Brodeur et al. 2024 (economics)
To download only this data file: Brodeur.rds (819 KB)
To download all BEAR datasets, click here.
Brodeur et al. 2024 (economics)
Reference: Brodeur et al. (2024).
Research question: are preregistration and pre-analysis plans associated with reduced p-hacking and publication bias in economics?
Data collection: manually extracted test statistics from articles identified as RCT studies in leading economics journals published 2018-2021. Extraction was performed table by table. They collected coefficients of interest from results tables, excluding constants, balance checks, robustness checks, regression controls, and placebo tests. Each source row corresponds to a single reported test statistic, linked to a paper-level identifier. Unlike most other sources in BEAR, this means the source data have dozens of estimates per paper. The paper reports 314 articles and 15,992 test statistics; the shared merged.dta file contains 16,390 estimates, of which 15,917 are RCT rows retained here. The paper-level preregistration coding matches the source article counts: 83 preregistered articles, including 44 with a pre-analysis plan and 39 without one.
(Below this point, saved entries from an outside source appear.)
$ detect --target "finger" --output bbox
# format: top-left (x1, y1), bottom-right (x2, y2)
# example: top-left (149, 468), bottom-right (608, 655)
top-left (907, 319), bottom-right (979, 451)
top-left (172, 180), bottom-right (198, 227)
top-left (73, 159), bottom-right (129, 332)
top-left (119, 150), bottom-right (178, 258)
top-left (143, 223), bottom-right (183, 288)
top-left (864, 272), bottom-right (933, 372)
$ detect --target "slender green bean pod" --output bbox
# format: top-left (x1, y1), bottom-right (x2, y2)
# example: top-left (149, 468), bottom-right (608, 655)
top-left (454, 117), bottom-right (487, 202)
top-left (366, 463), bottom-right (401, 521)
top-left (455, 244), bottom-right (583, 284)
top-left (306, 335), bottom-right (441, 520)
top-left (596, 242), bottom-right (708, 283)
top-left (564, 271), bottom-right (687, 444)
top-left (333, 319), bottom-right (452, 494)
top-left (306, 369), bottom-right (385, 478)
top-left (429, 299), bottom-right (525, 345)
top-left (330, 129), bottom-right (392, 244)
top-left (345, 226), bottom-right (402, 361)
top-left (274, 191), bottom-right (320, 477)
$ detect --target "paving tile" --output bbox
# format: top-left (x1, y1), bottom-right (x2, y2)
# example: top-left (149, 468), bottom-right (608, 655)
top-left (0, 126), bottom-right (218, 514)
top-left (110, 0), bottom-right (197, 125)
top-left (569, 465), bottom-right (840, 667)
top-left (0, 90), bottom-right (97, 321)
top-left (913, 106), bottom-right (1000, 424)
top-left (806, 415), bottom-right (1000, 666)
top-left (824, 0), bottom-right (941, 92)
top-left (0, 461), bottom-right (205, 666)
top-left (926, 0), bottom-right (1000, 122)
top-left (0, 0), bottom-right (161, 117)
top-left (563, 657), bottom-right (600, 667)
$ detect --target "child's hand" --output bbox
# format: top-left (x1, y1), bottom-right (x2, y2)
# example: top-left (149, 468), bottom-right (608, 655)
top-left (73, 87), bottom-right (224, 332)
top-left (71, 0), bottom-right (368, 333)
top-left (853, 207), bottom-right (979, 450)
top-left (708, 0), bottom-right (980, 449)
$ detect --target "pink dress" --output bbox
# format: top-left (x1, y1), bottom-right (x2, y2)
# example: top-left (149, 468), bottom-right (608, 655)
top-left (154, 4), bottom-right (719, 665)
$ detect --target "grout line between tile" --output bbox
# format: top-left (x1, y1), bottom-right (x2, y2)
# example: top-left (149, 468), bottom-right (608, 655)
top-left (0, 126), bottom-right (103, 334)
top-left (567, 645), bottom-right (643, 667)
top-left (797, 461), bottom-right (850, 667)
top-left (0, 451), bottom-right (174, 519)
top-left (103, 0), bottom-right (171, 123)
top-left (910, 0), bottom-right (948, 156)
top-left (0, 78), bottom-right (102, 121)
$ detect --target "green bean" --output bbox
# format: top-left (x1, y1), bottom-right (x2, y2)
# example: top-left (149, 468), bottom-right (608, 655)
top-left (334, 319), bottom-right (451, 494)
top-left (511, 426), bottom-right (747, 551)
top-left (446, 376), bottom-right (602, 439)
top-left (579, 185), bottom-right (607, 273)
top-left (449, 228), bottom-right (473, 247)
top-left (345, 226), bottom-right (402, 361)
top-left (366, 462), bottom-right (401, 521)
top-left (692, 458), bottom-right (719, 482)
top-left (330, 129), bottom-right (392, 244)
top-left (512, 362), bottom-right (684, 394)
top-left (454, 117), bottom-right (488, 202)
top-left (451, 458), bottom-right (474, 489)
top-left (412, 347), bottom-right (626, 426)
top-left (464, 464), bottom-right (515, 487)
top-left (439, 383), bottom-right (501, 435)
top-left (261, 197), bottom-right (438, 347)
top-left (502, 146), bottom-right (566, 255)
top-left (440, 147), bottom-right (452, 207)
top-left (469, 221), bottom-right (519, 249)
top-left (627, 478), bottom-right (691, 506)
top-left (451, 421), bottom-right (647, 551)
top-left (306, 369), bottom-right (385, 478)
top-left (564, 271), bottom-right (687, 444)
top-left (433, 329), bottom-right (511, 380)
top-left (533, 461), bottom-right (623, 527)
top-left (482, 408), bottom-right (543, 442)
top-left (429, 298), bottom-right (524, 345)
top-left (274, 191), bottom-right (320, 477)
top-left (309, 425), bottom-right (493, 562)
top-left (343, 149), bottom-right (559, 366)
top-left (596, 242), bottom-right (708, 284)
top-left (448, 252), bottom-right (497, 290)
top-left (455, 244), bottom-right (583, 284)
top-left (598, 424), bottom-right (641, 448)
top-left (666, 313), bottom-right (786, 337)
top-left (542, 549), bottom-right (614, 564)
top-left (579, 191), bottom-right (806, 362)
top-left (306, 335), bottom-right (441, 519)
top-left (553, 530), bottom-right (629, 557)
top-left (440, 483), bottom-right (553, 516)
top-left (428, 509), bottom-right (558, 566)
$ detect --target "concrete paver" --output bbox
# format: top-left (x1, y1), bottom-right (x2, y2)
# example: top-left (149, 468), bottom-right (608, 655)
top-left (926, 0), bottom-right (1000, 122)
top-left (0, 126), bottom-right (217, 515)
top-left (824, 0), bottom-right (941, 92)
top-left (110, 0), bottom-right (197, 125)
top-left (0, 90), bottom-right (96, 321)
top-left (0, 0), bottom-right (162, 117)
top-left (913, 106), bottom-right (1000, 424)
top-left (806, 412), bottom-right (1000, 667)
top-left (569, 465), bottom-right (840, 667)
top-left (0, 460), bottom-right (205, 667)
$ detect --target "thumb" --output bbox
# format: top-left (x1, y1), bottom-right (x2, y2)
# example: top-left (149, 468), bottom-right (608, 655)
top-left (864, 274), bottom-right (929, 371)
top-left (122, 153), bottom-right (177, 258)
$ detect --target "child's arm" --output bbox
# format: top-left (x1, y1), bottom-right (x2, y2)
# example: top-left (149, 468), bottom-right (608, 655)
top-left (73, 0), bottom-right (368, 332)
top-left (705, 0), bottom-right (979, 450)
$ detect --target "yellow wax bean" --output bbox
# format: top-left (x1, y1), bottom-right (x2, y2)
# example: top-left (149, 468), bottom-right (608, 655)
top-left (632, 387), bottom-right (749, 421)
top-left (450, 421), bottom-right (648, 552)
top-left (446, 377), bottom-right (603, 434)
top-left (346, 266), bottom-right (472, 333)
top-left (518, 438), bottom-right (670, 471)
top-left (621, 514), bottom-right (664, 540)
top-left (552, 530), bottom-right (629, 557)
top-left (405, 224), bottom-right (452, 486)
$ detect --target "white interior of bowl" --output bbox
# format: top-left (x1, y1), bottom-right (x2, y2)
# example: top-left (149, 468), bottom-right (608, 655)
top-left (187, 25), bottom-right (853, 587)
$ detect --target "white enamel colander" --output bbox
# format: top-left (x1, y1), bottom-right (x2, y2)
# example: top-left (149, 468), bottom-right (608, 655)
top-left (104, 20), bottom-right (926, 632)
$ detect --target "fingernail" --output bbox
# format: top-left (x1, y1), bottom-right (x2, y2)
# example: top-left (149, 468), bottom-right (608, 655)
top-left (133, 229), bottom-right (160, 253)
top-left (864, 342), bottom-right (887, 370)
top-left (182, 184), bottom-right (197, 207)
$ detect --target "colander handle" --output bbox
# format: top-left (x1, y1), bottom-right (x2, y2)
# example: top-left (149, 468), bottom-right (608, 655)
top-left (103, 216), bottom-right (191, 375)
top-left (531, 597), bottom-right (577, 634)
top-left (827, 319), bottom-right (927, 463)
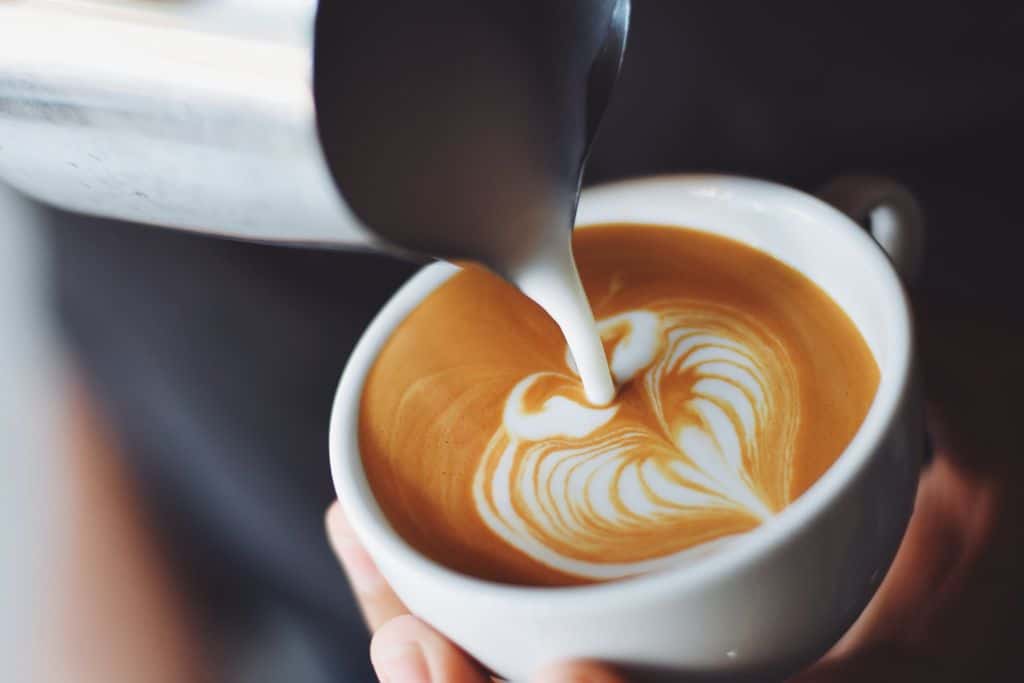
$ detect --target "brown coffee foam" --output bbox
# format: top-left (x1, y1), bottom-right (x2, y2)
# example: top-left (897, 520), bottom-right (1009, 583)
top-left (360, 224), bottom-right (879, 586)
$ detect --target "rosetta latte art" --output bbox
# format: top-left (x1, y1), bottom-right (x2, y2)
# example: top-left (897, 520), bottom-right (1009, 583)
top-left (472, 303), bottom-right (800, 580)
top-left (361, 225), bottom-right (879, 586)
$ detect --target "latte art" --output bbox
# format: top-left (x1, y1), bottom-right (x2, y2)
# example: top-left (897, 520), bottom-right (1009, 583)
top-left (475, 304), bottom-right (799, 579)
top-left (360, 224), bottom-right (879, 586)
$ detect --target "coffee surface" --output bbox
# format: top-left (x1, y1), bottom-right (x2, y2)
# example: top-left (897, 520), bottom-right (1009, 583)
top-left (360, 224), bottom-right (879, 586)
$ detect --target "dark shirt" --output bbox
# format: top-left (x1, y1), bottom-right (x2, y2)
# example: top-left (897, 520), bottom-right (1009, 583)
top-left (42, 2), bottom-right (1024, 680)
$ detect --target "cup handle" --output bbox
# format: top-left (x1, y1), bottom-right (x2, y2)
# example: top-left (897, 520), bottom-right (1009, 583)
top-left (817, 175), bottom-right (925, 283)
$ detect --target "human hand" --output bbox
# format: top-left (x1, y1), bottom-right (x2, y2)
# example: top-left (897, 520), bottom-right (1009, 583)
top-left (792, 307), bottom-right (1022, 682)
top-left (327, 308), bottom-right (1022, 682)
top-left (326, 503), bottom-right (623, 682)
top-left (790, 450), bottom-right (1017, 681)
top-left (329, 437), bottom-right (1017, 682)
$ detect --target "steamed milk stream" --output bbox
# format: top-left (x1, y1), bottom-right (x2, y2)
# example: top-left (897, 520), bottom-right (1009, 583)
top-left (360, 224), bottom-right (879, 586)
top-left (512, 243), bottom-right (616, 406)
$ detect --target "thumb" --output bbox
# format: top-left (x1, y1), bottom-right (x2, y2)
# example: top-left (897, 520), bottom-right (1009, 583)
top-left (532, 661), bottom-right (625, 683)
top-left (370, 614), bottom-right (489, 683)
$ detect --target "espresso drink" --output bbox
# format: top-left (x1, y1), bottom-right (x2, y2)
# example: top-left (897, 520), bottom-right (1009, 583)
top-left (360, 224), bottom-right (879, 586)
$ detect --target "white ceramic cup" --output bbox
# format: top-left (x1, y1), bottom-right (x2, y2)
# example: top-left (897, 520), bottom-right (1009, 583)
top-left (330, 175), bottom-right (925, 682)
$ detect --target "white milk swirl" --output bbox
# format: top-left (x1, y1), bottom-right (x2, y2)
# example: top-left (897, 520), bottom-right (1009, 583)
top-left (472, 303), bottom-right (800, 580)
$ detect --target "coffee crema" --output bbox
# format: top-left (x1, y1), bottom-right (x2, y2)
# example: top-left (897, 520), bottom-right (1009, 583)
top-left (360, 224), bottom-right (879, 586)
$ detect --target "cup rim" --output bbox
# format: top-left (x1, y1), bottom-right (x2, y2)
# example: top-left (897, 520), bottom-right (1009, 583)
top-left (329, 173), bottom-right (914, 606)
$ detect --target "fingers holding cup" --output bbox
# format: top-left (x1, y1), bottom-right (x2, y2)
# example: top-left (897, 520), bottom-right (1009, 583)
top-left (326, 501), bottom-right (408, 631)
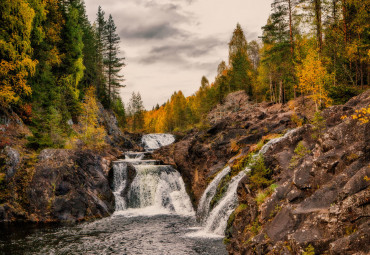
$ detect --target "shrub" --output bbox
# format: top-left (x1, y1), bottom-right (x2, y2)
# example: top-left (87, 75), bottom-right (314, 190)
top-left (255, 183), bottom-right (278, 205)
top-left (311, 111), bottom-right (326, 139)
top-left (290, 141), bottom-right (311, 168)
top-left (248, 154), bottom-right (273, 190)
top-left (302, 244), bottom-right (315, 255)
top-left (291, 113), bottom-right (304, 127)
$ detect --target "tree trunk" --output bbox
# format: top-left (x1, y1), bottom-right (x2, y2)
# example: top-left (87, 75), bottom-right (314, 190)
top-left (279, 80), bottom-right (283, 104)
top-left (314, 0), bottom-right (323, 53)
top-left (288, 0), bottom-right (294, 55)
top-left (342, 0), bottom-right (348, 45)
top-left (269, 72), bottom-right (274, 102)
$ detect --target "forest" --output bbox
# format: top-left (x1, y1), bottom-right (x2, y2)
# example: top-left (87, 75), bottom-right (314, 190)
top-left (0, 0), bottom-right (125, 149)
top-left (0, 0), bottom-right (369, 144)
top-left (126, 0), bottom-right (369, 133)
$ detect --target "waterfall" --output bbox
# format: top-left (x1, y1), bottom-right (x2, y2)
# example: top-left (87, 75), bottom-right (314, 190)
top-left (142, 134), bottom-right (175, 151)
top-left (192, 129), bottom-right (298, 237)
top-left (202, 171), bottom-right (246, 235)
top-left (112, 162), bottom-right (129, 211)
top-left (197, 166), bottom-right (232, 222)
top-left (111, 134), bottom-right (194, 216)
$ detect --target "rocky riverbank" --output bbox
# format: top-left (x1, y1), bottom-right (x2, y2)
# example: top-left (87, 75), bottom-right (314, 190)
top-left (0, 106), bottom-right (141, 223)
top-left (153, 90), bottom-right (370, 254)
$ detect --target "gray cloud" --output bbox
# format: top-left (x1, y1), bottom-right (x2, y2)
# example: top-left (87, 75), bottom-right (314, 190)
top-left (138, 37), bottom-right (225, 65)
top-left (84, 0), bottom-right (272, 108)
top-left (120, 22), bottom-right (186, 40)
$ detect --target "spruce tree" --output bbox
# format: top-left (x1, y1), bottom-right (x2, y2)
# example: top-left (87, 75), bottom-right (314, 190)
top-left (104, 14), bottom-right (125, 107)
top-left (228, 24), bottom-right (253, 96)
top-left (95, 6), bottom-right (108, 104)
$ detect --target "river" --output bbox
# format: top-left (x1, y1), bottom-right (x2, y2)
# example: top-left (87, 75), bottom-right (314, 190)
top-left (0, 213), bottom-right (226, 255)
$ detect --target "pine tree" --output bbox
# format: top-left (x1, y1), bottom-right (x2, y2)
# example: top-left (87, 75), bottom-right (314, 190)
top-left (60, 0), bottom-right (85, 122)
top-left (128, 92), bottom-right (144, 131)
top-left (228, 24), bottom-right (253, 96)
top-left (95, 6), bottom-right (108, 103)
top-left (261, 4), bottom-right (296, 103)
top-left (104, 14), bottom-right (125, 107)
top-left (27, 0), bottom-right (67, 149)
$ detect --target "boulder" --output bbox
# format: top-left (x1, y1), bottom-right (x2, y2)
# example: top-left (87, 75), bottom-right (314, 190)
top-left (2, 146), bottom-right (20, 179)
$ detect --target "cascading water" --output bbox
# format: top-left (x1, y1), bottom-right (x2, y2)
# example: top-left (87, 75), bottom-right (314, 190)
top-left (201, 171), bottom-right (247, 235)
top-left (197, 166), bottom-right (232, 222)
top-left (141, 133), bottom-right (175, 151)
top-left (112, 133), bottom-right (194, 216)
top-left (192, 129), bottom-right (298, 237)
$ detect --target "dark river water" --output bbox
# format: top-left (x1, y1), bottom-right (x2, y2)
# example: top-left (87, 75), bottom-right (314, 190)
top-left (0, 214), bottom-right (227, 255)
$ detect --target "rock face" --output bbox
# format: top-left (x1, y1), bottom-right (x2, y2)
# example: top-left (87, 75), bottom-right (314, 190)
top-left (2, 146), bottom-right (21, 179)
top-left (0, 103), bottom-right (138, 224)
top-left (97, 102), bottom-right (143, 151)
top-left (154, 90), bottom-right (370, 254)
top-left (225, 90), bottom-right (370, 254)
top-left (0, 149), bottom-right (116, 223)
top-left (153, 91), bottom-right (298, 205)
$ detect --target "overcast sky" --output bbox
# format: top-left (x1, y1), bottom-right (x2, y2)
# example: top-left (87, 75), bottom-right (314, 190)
top-left (84, 0), bottom-right (273, 109)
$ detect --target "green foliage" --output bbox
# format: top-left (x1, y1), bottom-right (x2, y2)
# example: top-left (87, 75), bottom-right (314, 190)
top-left (225, 203), bottom-right (248, 238)
top-left (328, 85), bottom-right (363, 105)
top-left (249, 154), bottom-right (273, 190)
top-left (311, 111), bottom-right (326, 139)
top-left (255, 183), bottom-right (278, 205)
top-left (210, 165), bottom-right (246, 210)
top-left (127, 92), bottom-right (145, 131)
top-left (104, 14), bottom-right (125, 106)
top-left (111, 97), bottom-right (126, 128)
top-left (290, 141), bottom-right (311, 168)
top-left (250, 218), bottom-right (261, 236)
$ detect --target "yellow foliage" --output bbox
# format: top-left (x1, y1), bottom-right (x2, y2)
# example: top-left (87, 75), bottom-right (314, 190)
top-left (351, 105), bottom-right (370, 124)
top-left (0, 0), bottom-right (37, 108)
top-left (75, 87), bottom-right (106, 149)
top-left (341, 105), bottom-right (370, 125)
top-left (296, 48), bottom-right (332, 111)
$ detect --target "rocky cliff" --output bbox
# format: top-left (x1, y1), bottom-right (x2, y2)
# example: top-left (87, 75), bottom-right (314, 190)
top-left (0, 107), bottom-right (140, 223)
top-left (153, 90), bottom-right (370, 254)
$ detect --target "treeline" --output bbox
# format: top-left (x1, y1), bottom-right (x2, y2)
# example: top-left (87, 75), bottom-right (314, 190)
top-left (0, 0), bottom-right (126, 148)
top-left (136, 0), bottom-right (369, 133)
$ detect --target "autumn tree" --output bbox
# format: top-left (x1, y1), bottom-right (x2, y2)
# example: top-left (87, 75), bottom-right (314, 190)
top-left (77, 87), bottom-right (106, 149)
top-left (0, 0), bottom-right (37, 108)
top-left (296, 47), bottom-right (332, 111)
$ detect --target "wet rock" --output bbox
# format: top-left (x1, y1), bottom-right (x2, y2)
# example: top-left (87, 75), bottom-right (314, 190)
top-left (2, 146), bottom-right (20, 179)
top-left (27, 149), bottom-right (115, 223)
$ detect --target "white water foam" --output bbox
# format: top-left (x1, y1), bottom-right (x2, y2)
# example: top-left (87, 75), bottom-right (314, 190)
top-left (142, 134), bottom-right (176, 151)
top-left (193, 128), bottom-right (298, 237)
top-left (189, 170), bottom-right (246, 237)
top-left (197, 166), bottom-right (231, 222)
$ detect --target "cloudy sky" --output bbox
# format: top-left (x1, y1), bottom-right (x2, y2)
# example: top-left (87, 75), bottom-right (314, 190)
top-left (84, 0), bottom-right (273, 109)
Data availability: replication data file merged.dta may be downloaded from https://dataverse.harvard.edu/file.xhtml?fileId=7884702&version=1.0
Data processing: the authors’ reported z-statistics were used directly and the reported coefficients and standard errors were retained. The source zstat field stores unsigned magnitudes, so we apply the sign of the reported coefficient when available. We retain RCT rows and use the source zstat field because the alternative myz field is not populated for all publication years in the replication file. We also retain a grouping variable distinguishing not preregistered studies, preregistered studies without a PAP, and preregistered studies with a PAP.
Model of z-values
The fitted mixture model is shown over the empirical distribution of absolute z-values. The solid line is a mixture of half-normals, with selection. The dashed line shows the distribution without selection. If there are inequalities (e.g. studies reporting p < 0.05) the histogram resamples values from the appropriate set.